The long-term goal of my laboratory is to study the effect of disease-associated mutations in conserved ciliogenesis and CD genes. The objectives in this endeavor are to determine the effects of the sas-6(L69T) mutation on C. elegans ciliogenesis and CD. Our preliminary data demonstrate that, the presence of the sas-6(L69T) mutation increases CD failure of a strain that is partially compromised for CD. Based upon these and other preliminary data, our central hypothesis is that the sas-6(L69T) mutation inhibits SAS-6 function leading to impaired ciliogenesis and CD. The rationale for this proposal is that since the human equivalent of the sas-6(L69T) mutation has a pathological consequence, this mutation will provide important insights into the normal biological function of SAS-6. To test our central hypothesis, we will pursue the following Specific Aims:
1) Determine the effect of the sas-6(L69T) mutation on C. elegans ciliogenesis.
2) Elucidate the molecular mechanism by which the sas-6(L69T) mutation impairs CD in C. elegans.

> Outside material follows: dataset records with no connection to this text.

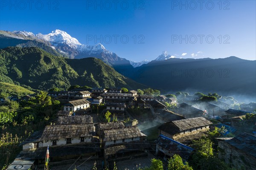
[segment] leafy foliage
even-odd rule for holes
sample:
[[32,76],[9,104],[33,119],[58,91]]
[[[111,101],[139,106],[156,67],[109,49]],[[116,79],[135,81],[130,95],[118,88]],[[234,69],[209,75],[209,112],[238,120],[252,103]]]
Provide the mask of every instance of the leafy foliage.
[[151,165],[149,167],[145,168],[145,170],[163,170],[163,162],[160,159],[153,158],[151,159]]
[[111,115],[111,113],[108,110],[107,111],[106,113],[105,113],[105,119],[108,122],[110,122],[110,115]]
[[168,97],[168,98],[170,98],[173,97],[175,99],[177,99],[176,96],[174,94],[166,94],[166,95],[165,95],[165,96],[166,97]]
[[125,77],[99,59],[68,59],[36,47],[1,49],[0,61],[1,81],[17,82],[35,89],[64,90],[76,84],[131,89],[145,87]]
[[[3,81],[2,79],[1,79]],[[35,93],[34,91],[31,91],[31,90],[34,91],[30,88],[31,90],[27,88],[23,88],[19,85],[14,84],[9,84],[7,82],[0,82],[0,92],[6,93],[8,94],[9,97],[11,96],[17,95],[18,97],[20,97],[27,94],[31,94]],[[3,94],[1,94],[2,96]]]
[[154,90],[151,88],[148,88],[143,89],[144,94],[146,95],[152,95],[154,96],[157,96],[160,95],[160,92],[158,90]]
[[178,155],[174,155],[168,160],[168,167],[169,170],[193,170],[188,162],[183,164],[182,159]]
[[127,92],[128,92],[128,89],[125,88],[122,88],[121,89],[121,92],[123,93]]
[[141,89],[137,89],[137,92],[138,92],[138,94],[142,95],[144,94],[144,91]]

Upon the successful completion of these aims, the expected outcomes are an enhanced knowledge of how SAS-6 regulates ciliogenesis and CD. This application is innovative because this is the first study investigating the consequences of the MCPH-associated sas-6(L69T) mutation in an in vivo model system. Hence, we expect that the successful completion of the aims of this proposal will provide knowledge that will vertically advance the field. Moreover, this proposal is significant because there is currently no cure or treatment options for MCPH. A clearer understanding of the consequences of this mutation will enable a better understanding of the mechanism of incidence and progression of MCPH.